帐帘被小心地掀开一条缝,冷风灌入的同时,亲信将领赞聂闪身进来。
他脸上还带着兴奋的红晕,但一眼看到主位上大论的神色,兴奋瞬间冻结化在脸上。
而此时,禄东赞的视线已经望了过来。
“大论?”赞聂放轻脚步上前,躬身行礼,“夜已深了,属下看你您还未安歇,明日还要拔营......”
禄东赞没有抬头,依旧盯着地图,眼神凝重。
赞聂也察觉到了不对,默默停止了说话。
半晌,禄东赞才幽幽吐出一句话:“赞聂,你觉得......此战胜算几何?”
赞聂一愣,几乎以为自己听错了。
白天军议时,大论指点江山,言必称擒杀庆帝,那是何等的豪情万丈。
怎地深夜独处,竟问出这样的话?
他立刻挺直腰板回道:“大论何出此言?我吐蕃雄师三十万皆是百战精锐,更有高原天险相助。”
“庆军劳师远征,不服水土,其主李彻虽有小智小勇,然其年轻气盛,正堕大论彀中。”
“此战,我军必胜!定能生擒李彻,扬我国威于四海!”
这些话白日里他说过,许多将领也说过,是鼓舞士气的不二法门。
可此刻在这寂静的帐篷里再次说出来,却莫名显得空洞,甚至有些刺耳。
禄东赞终于抬起头,看了他一眼。
那眼神里没有赞许,只有近乎悲悯的疲惫。
他缓缓摇了摇头,声音很低,却像刀子般刮在赞聂的耳膜上:
“这话说出来......你自己信吗?”
赞聂像是被扼住了喉咙,激昂的表情僵在脸上。
“那可是庆军。

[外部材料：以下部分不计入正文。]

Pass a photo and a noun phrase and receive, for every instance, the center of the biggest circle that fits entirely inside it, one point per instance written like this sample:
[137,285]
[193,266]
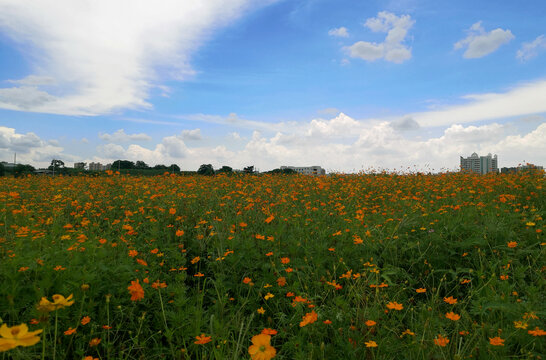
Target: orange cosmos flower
[496,341]
[11,337]
[70,331]
[441,341]
[261,348]
[137,292]
[393,305]
[309,318]
[450,300]
[268,331]
[202,339]
[59,302]
[94,342]
[537,332]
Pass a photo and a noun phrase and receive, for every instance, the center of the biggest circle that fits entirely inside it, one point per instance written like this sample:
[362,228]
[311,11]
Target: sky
[399,85]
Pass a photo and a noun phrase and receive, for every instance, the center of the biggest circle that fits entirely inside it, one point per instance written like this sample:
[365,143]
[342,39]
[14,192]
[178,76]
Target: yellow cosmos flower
[261,348]
[19,335]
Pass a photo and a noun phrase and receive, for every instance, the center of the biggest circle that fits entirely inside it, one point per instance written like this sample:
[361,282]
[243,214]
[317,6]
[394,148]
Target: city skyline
[387,84]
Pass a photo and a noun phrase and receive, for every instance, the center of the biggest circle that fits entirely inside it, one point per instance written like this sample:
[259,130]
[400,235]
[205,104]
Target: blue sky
[348,85]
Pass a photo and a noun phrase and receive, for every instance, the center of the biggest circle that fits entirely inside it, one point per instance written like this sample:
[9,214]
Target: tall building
[306,170]
[480,164]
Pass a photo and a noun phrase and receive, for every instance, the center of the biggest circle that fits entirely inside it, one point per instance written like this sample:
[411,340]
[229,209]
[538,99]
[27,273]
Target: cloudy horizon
[346,86]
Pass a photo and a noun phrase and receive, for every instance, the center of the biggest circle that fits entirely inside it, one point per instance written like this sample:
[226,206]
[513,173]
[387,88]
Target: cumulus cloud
[341,125]
[480,43]
[405,124]
[525,99]
[30,148]
[392,48]
[96,57]
[531,49]
[339,32]
[194,134]
[120,136]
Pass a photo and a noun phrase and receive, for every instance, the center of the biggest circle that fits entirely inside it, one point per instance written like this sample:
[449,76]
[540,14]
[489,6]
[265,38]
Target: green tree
[123,164]
[206,169]
[249,170]
[225,169]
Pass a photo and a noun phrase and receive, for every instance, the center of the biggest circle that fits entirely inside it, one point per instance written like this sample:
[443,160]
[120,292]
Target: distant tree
[122,164]
[21,170]
[249,170]
[206,169]
[56,164]
[225,169]
[141,165]
[282,171]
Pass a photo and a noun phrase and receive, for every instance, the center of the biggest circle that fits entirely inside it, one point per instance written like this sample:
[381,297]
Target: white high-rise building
[480,164]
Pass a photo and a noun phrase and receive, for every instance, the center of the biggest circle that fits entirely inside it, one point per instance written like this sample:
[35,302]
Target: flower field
[376,266]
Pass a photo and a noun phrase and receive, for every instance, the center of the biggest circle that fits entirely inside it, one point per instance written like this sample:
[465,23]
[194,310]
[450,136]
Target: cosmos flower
[261,348]
[18,335]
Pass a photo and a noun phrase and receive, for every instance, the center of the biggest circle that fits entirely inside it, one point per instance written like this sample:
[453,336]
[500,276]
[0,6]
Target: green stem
[169,338]
[55,335]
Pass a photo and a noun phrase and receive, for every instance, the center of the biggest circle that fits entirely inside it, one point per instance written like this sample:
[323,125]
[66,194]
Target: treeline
[57,167]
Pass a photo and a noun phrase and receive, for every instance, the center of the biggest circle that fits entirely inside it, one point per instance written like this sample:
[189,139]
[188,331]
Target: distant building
[480,164]
[526,167]
[529,167]
[99,167]
[8,165]
[306,170]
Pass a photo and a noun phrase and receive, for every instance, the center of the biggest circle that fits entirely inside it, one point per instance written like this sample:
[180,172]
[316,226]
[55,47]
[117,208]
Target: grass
[228,257]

”禄东赞不再看他,目光重新落回地图,“是李彻亲手打造,数年来东征西讨未尝一败的庆军!”
“可是......”
赞聂刚开口,便被禄东赞打断了,每个字都像是从胸腔里挤压出来:
“说我们必胜无疑......那不过是稳住军心的场面话罢了。”
“赞聂,你是我看着长大的,这里没有外人,不必再说那些虚言。”
听到禄东赞的话,赞聂感到一阵寒意从脚底升起。
他舔了舔变得干涩的嘴唇,声音有些发颤:“既如此,大论为何还要力主此战?”
“甚至倾尽国力,赌上......赌上一切?”
他原本想说‘赌上您的威望’,但没敢说出口。
“为何?”禄东赞苦笑一声,那笑容里满是涩意,“因为不打......不行了啊。”
他站起身,身上甲叶发出细微的摩擦声。
走到帐边,望着帐外仿佛能吞噬一切光亮的黑暗高原。
“赞聂,你看这吐蕃像什么?”他忽然问。
赞聂更是茫然,半晌没回话。
“像一匹发狂的骏马。”禄东赞自问自答,“这些年来,我们东征吐谷浑,西压西域,南窥蜀地,马不停蹄地吸吮着战利品的乳汁,养肥了贵族,也绷紧了弓弦。”
“它已经习惯了狂奔,习惯了掠夺,习惯了将内部的一切纷争,都通过向外征服来宣泄并掩盖。”
他转过身,眼中是赞聂从未见过的深刻忧惧:“可现在,马速慢下来了。”
“蜀地被庆国牢牢吃下,西域诸国也开始摇摆......能轻松掠夺的肥肉少了。”
“马慢下来,骑在马上的人,就开始互相倾轧,开始计较谁拿得多,谁出力少。”
“贵族们的贪婪从未满足,只会越发膨胀,而马背上还坐着一位越来越不安分的......年轻赞普。”
他提到赞普时,语气有极细微的停顿。
赞聂心头一跳,更是不敢深想。
“内部争端愈发激烈,各家族互相攻讦、兼并土地、争夺奴户,甚至私下械斗。”
“国库因为连年用兵,早已不似往年丰盈,赞普他......”
禄东赞再次停顿住,这次时间更长。
“赞普虽然年轻,却非庸主,他身边也开始聚集一些声音,这些声音正在动摇国策,也在动摇一些人的根本利益。”
“所以,这一仗,非打不可!”
禄东赞的声音斩钉截铁,又充满了无奈:“不仅是要打给庆国看,更是要打给吐蕃自己人看!”